RNA-Seq : zero counts
1
0
Entering edit mode
Brian Smith ▴ 120
@brian-smith-6197
Last seen 3.5 years ago
United States

Hi,

This is my first time with RNA-Seq analysis, so I might be doing something wrong! I got some bam files from a collaborator that I need to process. I followed the pipeline, but I seem to be getting 0 counts! The warnings given are "The 2 combined objects have no sequence levels in common." What do I need to do?

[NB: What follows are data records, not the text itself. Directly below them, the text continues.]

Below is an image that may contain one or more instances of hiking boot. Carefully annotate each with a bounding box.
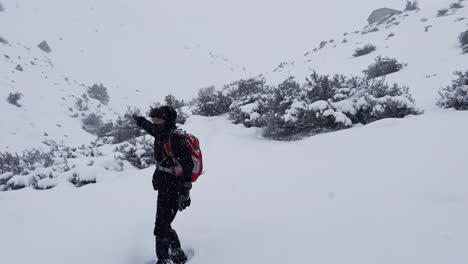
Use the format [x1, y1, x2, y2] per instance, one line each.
[171, 248, 187, 264]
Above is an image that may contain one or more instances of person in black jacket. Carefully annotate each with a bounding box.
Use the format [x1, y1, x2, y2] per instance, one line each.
[133, 106, 193, 264]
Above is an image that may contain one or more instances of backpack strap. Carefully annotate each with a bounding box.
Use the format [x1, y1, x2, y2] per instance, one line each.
[156, 131, 184, 176]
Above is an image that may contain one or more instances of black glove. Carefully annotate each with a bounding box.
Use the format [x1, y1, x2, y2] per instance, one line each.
[132, 115, 145, 126]
[178, 182, 192, 211]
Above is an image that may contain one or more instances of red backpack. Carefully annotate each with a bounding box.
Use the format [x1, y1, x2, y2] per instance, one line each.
[158, 131, 204, 182]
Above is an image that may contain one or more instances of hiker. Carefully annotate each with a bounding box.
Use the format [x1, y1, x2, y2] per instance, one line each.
[133, 106, 194, 264]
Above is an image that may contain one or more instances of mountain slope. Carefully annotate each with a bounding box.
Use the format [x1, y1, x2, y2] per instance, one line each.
[0, 111, 468, 264]
[265, 3, 468, 109]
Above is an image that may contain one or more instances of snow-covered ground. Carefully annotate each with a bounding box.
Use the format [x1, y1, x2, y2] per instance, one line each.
[0, 111, 468, 264]
[0, 0, 468, 264]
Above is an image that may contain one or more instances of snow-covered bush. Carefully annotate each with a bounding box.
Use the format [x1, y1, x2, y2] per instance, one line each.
[75, 94, 89, 111]
[458, 30, 468, 53]
[264, 75, 350, 140]
[106, 108, 142, 144]
[437, 8, 448, 17]
[405, 0, 419, 11]
[348, 79, 422, 124]
[0, 141, 102, 191]
[81, 113, 103, 135]
[37, 40, 52, 53]
[88, 83, 109, 105]
[264, 72, 421, 140]
[450, 2, 463, 9]
[353, 44, 377, 57]
[364, 56, 404, 79]
[437, 71, 468, 110]
[164, 94, 185, 109]
[226, 77, 270, 127]
[0, 36, 8, 44]
[193, 86, 232, 116]
[114, 136, 155, 169]
[7, 92, 23, 107]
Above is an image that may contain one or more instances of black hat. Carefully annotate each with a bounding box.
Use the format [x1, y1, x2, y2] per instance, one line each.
[150, 105, 177, 124]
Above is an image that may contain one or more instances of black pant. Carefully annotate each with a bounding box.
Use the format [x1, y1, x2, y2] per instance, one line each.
[154, 188, 181, 259]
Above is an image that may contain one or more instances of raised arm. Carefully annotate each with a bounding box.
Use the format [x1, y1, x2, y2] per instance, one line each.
[133, 115, 156, 137]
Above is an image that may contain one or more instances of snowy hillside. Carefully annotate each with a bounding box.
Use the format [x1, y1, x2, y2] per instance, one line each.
[0, 0, 468, 264]
[265, 1, 468, 109]
[0, 114, 468, 264]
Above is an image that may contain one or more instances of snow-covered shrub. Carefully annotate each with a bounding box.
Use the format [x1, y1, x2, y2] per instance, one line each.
[81, 113, 103, 135]
[114, 136, 155, 169]
[194, 86, 232, 116]
[364, 56, 404, 79]
[405, 0, 419, 11]
[348, 79, 422, 124]
[450, 2, 463, 9]
[227, 78, 270, 127]
[70, 171, 96, 187]
[353, 44, 377, 57]
[0, 141, 102, 191]
[264, 75, 344, 140]
[164, 94, 185, 109]
[264, 72, 421, 140]
[96, 121, 114, 138]
[0, 149, 54, 190]
[437, 8, 448, 17]
[75, 94, 89, 111]
[437, 71, 468, 110]
[7, 92, 23, 107]
[0, 36, 8, 44]
[458, 30, 468, 53]
[107, 108, 142, 144]
[37, 40, 52, 53]
[88, 83, 109, 105]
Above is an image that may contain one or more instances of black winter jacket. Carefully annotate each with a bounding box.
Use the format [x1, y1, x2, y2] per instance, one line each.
[136, 116, 194, 190]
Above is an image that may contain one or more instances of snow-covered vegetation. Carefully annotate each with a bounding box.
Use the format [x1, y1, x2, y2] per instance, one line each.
[0, 0, 468, 264]
[437, 71, 468, 110]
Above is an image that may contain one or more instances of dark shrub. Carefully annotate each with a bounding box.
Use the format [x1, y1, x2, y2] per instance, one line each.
[75, 94, 89, 111]
[7, 92, 23, 107]
[194, 86, 232, 116]
[458, 30, 468, 53]
[450, 2, 463, 9]
[114, 136, 155, 169]
[364, 56, 404, 79]
[0, 36, 8, 44]
[107, 107, 142, 144]
[81, 113, 103, 135]
[37, 40, 52, 53]
[405, 0, 419, 11]
[164, 94, 185, 109]
[437, 8, 448, 17]
[353, 44, 377, 57]
[264, 72, 421, 140]
[88, 83, 109, 105]
[437, 71, 468, 110]
[227, 77, 270, 127]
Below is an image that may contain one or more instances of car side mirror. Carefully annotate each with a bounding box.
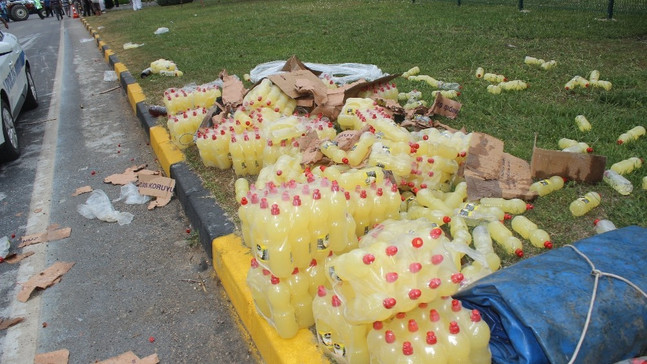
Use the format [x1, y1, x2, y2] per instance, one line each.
[0, 42, 13, 56]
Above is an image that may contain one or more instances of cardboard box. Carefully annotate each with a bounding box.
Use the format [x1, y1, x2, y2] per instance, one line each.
[463, 133, 537, 201]
[530, 146, 607, 183]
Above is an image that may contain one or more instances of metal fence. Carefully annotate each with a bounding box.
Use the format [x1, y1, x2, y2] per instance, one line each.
[430, 0, 647, 21]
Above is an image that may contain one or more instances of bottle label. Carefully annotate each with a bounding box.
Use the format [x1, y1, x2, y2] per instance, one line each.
[328, 266, 342, 282]
[333, 343, 346, 358]
[365, 171, 377, 185]
[256, 244, 270, 261]
[317, 234, 330, 250]
[318, 331, 333, 350]
[458, 203, 478, 217]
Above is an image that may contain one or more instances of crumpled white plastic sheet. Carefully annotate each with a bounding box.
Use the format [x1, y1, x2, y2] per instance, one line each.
[249, 61, 387, 85]
[0, 236, 11, 259]
[76, 190, 135, 225]
[112, 183, 151, 205]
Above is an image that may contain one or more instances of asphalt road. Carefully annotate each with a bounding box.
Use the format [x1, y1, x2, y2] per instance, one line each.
[0, 15, 258, 364]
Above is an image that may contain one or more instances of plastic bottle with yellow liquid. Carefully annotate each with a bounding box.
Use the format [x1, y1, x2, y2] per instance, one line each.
[610, 157, 643, 175]
[617, 125, 645, 144]
[483, 73, 508, 83]
[287, 268, 315, 327]
[575, 115, 591, 131]
[288, 194, 313, 268]
[479, 197, 531, 215]
[487, 220, 523, 257]
[472, 225, 501, 272]
[569, 191, 601, 217]
[602, 169, 634, 196]
[264, 203, 294, 278]
[511, 215, 553, 249]
[530, 176, 564, 196]
[347, 132, 375, 166]
[593, 219, 617, 234]
[557, 138, 579, 149]
[312, 286, 371, 364]
[562, 142, 593, 154]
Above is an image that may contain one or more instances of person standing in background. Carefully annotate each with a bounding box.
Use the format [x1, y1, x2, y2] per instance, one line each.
[34, 0, 45, 20]
[49, 0, 63, 21]
[0, 0, 9, 29]
[43, 0, 54, 18]
[83, 0, 92, 16]
[92, 0, 101, 15]
[61, 0, 70, 18]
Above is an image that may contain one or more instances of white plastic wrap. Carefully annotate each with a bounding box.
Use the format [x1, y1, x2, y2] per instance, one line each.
[77, 190, 134, 225]
[0, 236, 11, 259]
[112, 183, 151, 205]
[249, 61, 387, 84]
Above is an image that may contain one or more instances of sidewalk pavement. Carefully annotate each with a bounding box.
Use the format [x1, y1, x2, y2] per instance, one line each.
[81, 18, 329, 364]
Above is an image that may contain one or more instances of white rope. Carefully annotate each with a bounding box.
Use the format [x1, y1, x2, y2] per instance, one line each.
[564, 244, 647, 364]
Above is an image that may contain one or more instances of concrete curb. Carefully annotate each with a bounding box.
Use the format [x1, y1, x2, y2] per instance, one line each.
[80, 18, 329, 364]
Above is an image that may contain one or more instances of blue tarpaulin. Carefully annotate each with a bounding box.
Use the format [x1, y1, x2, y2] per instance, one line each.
[455, 226, 647, 364]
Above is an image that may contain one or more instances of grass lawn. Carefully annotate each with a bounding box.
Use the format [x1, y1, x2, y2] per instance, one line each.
[87, 0, 647, 264]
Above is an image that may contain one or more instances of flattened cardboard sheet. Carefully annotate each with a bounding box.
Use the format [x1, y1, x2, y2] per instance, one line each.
[530, 147, 607, 183]
[463, 133, 536, 200]
[96, 351, 159, 364]
[137, 175, 175, 200]
[34, 349, 70, 364]
[0, 317, 25, 331]
[220, 70, 247, 105]
[18, 262, 74, 302]
[18, 224, 72, 248]
[429, 92, 462, 119]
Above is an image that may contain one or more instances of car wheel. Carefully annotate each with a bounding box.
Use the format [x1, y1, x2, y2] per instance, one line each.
[24, 67, 38, 110]
[0, 99, 20, 161]
[10, 4, 29, 21]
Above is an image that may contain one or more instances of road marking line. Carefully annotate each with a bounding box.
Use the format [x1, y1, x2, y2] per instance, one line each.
[0, 22, 65, 364]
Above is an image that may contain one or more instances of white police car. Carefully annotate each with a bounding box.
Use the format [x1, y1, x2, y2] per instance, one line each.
[0, 31, 38, 161]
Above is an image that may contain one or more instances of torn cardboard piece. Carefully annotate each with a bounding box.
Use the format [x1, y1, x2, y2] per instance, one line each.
[298, 130, 323, 166]
[34, 349, 70, 364]
[281, 55, 321, 76]
[72, 186, 92, 196]
[137, 175, 175, 210]
[530, 146, 607, 183]
[219, 70, 247, 106]
[428, 92, 462, 119]
[95, 351, 159, 364]
[0, 317, 25, 330]
[463, 133, 537, 201]
[103, 164, 157, 186]
[4, 252, 34, 264]
[18, 262, 74, 302]
[18, 224, 72, 248]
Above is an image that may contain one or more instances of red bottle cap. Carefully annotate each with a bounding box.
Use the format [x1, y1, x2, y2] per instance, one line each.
[402, 341, 413, 355]
[411, 237, 423, 248]
[362, 254, 375, 265]
[449, 321, 461, 335]
[382, 297, 396, 309]
[426, 331, 438, 345]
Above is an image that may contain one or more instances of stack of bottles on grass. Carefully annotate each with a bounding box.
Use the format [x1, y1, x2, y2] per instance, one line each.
[165, 72, 644, 363]
[164, 80, 222, 149]
[196, 75, 550, 363]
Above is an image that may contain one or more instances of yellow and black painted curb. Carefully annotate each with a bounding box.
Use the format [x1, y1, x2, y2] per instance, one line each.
[80, 18, 329, 364]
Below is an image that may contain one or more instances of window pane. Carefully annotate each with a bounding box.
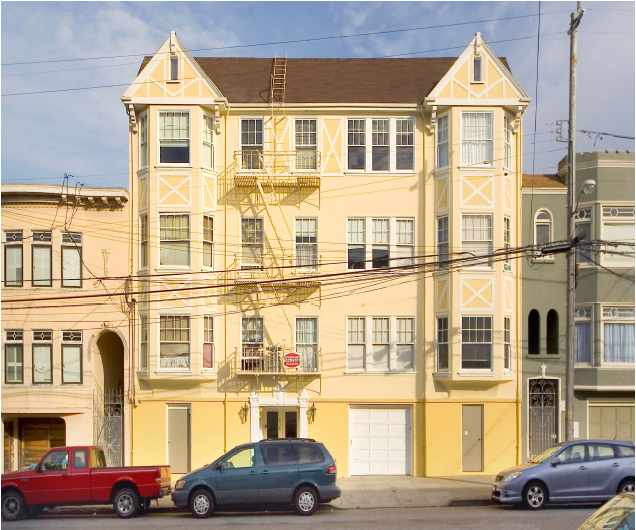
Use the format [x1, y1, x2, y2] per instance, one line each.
[62, 344, 82, 383]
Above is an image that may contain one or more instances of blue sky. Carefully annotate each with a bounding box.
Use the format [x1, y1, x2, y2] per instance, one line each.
[1, 1, 635, 186]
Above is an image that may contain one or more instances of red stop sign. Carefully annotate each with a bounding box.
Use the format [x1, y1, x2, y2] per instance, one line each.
[283, 352, 300, 368]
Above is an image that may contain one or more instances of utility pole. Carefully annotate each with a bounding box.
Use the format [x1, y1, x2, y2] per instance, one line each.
[565, 2, 585, 441]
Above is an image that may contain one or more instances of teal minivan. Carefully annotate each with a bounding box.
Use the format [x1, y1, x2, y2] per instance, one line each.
[172, 438, 340, 519]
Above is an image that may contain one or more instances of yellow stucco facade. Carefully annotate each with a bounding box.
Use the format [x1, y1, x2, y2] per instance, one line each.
[122, 29, 529, 476]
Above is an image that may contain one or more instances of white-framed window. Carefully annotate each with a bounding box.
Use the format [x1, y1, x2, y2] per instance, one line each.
[170, 55, 179, 81]
[504, 317, 512, 372]
[347, 118, 415, 172]
[461, 112, 494, 167]
[4, 230, 23, 287]
[437, 215, 449, 267]
[436, 114, 449, 169]
[574, 307, 592, 364]
[4, 329, 24, 384]
[534, 210, 552, 249]
[295, 217, 318, 270]
[395, 219, 415, 267]
[504, 116, 512, 169]
[159, 315, 190, 369]
[241, 217, 265, 268]
[347, 118, 366, 170]
[461, 316, 493, 371]
[504, 216, 512, 271]
[159, 213, 190, 267]
[371, 120, 391, 171]
[62, 329, 84, 385]
[371, 218, 391, 269]
[31, 230, 53, 287]
[62, 232, 82, 287]
[462, 214, 493, 268]
[296, 317, 319, 372]
[347, 218, 366, 269]
[294, 118, 318, 171]
[347, 317, 367, 370]
[203, 315, 214, 369]
[159, 111, 190, 165]
[603, 206, 634, 267]
[574, 208, 592, 264]
[241, 118, 263, 170]
[435, 317, 450, 372]
[31, 330, 53, 385]
[395, 119, 415, 171]
[203, 215, 214, 268]
[473, 55, 484, 83]
[201, 114, 214, 169]
[139, 314, 148, 370]
[139, 113, 148, 169]
[603, 307, 635, 364]
[395, 317, 415, 371]
[347, 316, 415, 372]
[139, 214, 150, 269]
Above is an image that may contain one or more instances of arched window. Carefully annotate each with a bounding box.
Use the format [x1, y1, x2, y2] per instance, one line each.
[534, 210, 552, 247]
[528, 309, 541, 355]
[545, 309, 559, 355]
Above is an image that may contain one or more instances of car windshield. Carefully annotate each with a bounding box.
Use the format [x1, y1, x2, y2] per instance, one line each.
[530, 444, 563, 464]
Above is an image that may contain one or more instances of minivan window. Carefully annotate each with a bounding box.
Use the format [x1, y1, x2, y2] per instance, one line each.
[587, 444, 614, 460]
[614, 445, 634, 457]
[294, 444, 325, 465]
[221, 447, 254, 469]
[261, 443, 296, 466]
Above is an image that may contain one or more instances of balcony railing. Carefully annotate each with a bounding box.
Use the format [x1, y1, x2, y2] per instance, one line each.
[231, 345, 322, 375]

I followed the bioconductor pipeline https://www.bioconductor.org/help/course-materials/2016/CSAMA/lab-3-rnaseq/rnaseq_gene_CSAMA2016.html

Here is my code and screen output:

*********************

library("Rsamtools")
library("GenomicFeatures")
library("GenomicAlignments")
library("BiocParallel")
register(MulticoreParam(1))

refdir <- "/home/xxxx/ref_databases/rna_gtf/"
refgtf <- paste0(refdir,"Homo_sapiens.GRCh38.90.gtf") # downloaded from ftp://ftp.ensembl.org/pub/release-90/gtf/homo_sapiens


> txdb <- makeTxDbFromGFF(refgtf, format="gtf")
Import genomic features from the file as a GRanges object ... 
OK
Prepare the 'metadata' data frame ... OK
Make the TxDb object ... OK
Warning message:
In .get_cds_IDX(type, phase) :
  The "phase" metadata column contains non-NA values for features of type
  stop_codon. This information was ignored.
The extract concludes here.